Maersk Cuts 9% of Asia-Europe Capacity to Restore Profits

Maersk Line, the world’s largest container carrier, said it will cut 9 percent of its shipping capacity on Asia to Europe, its largest trade route, in an effort to restore profitability.

Maersk Line will take out the ships by setting up a vessel-sharing agreement with CMA-CGM SA, the world’s third-largest carrier, the Copenhagen-based company said today by e-mail. Maersk Line didn’t specify what it will do with the ships and declined to comment further pending its Feb. 27 earnings report.

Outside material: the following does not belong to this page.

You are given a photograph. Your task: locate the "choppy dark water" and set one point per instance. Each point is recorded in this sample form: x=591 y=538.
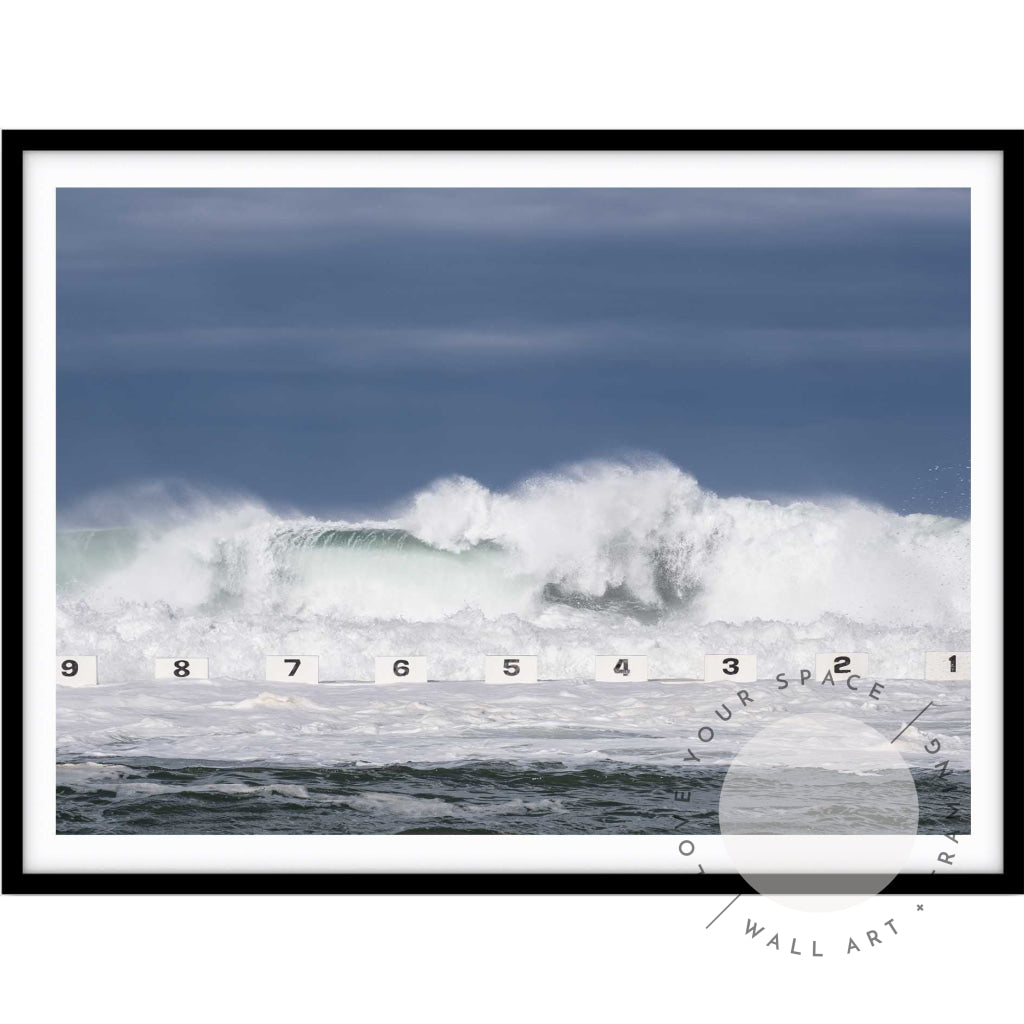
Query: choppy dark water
x=142 y=797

Container lines have been losing money as freight rates plunged after the shipping industry added too many ships in anticipation of a trade recovery. Maersk said today it will consider additional measures to cut capacity, including changing time-charter agreements, laying up vessels and sailing slower where possible.

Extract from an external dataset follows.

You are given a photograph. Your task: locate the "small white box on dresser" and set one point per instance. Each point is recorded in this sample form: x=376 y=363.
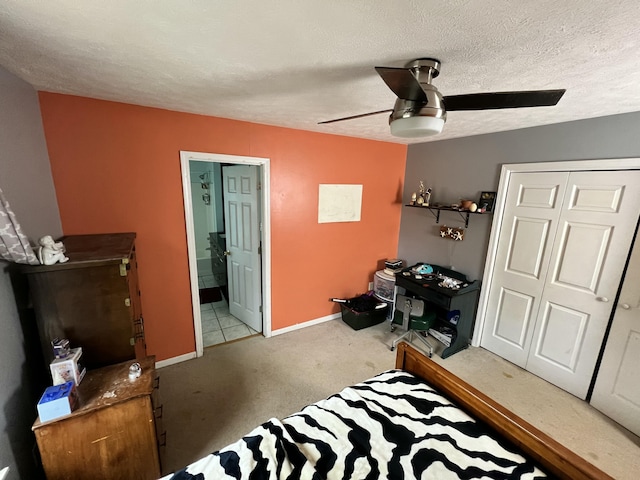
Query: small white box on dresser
x=68 y=369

“We believe this signals a clear change in market strategy from Maersk, and should be positive for rates and utilization on the Asia-Europe trade,” Lars Erich Nilsen, an analyst at Oslo-based Fearnley Fonds ASA, said in an e-mailed note. “Maersk is now even open to lay-ups, which it recently was not.”

Nils Smedegaard Andersen, chief executive officer of parent A.P. Moeller-Maersk A/S, said in November the unit wouldn’t cut capacity because its size meant it could outlast rivals during periods of losses. In 2009, the first year the industry failed to turn a profit since the 1970s, Maersk Line and other carriers cut capacity to help restore profits a year later.

Losing Money

Maersk and all carriers on the Asia to North Europe route have lost money since the third quarter of 2011, Philip Damas, a director at Drewry Shipping Consultants Ltd., said today. Vessel use on the route has been at 83 percent so far this year, and lines typically don’t make money until the rate rises above 85 percent, Damas said.

It’s a “surprise that Maersk is doing it now,” Damas said in a phone interview from London. “We expected that carriers would have to take capacity out by the third quarter of 2012.”

There were 490 ships offering 52 different services on the Asia-Europe route at the end of the year, according to Clarkson, the world’s largest shipbroker. Maersk Line deploys about 100 vessels on the route, the company said in August.

Maersk shares rose as much as 2.7 percent, adding to gains after the announcement. The stock advanced 1,160 kroner, or 2.5 percent, to 47,000 kroner at 1:42 p.m. in Copenhagen.

Defending Market Share

Container traffic growth on the route will slow to 1.5 percent this year from 2.8 percent in 2011 as European consumption weakens, Maersk Line said today, citing a January report from Alphaliner. That compares with estimated container fleet capacity growth of 8.3 percent, Maersk Line said, citing the Paris-based shipping forecaster.

“With this adjustment we are able to reduce our Asia-Europe capacity and improve vessel utilization without giving up any market share we have gained over the past two years,” Maersk Line CEO Soeren Skou said in the statement. “We will defend our market share position at any cost, while focusing on growing with the market and restoring profitability.”

Still, cutting capacity usually signals a company is scaling back its target for market share, said Drewry’s Damas.

“It appears that Maersk has stopped its policy of going after market share,” he said. Rates are likely to rise because of Maersk’s decision, he said.

Price Increases

Maersk Line said last month it will attempt to increase the price it charges to transport a 20-foot container from Asia to Europe by as much as $775, doubling the current price, to help restore profits.

Maersk Line, which has a global market share of about 16 percent, said in November it would lose money in 2011, lowering a previous forecast for a “modest” profit.

Global freight rates dropped on average 25 percent last year, according to RS Platou Markets AS. Prices fell the most on Asia-to-Europe routes, where the decline was almost 60 percent, the Oslo-based broker said in a Jan. 4 note.

CMA-CGM, based in Marseille, France, on Dec. 1 said it will start a vessel-sharing accord with Mediterranean Shipping Co., the world’s second-largest container line.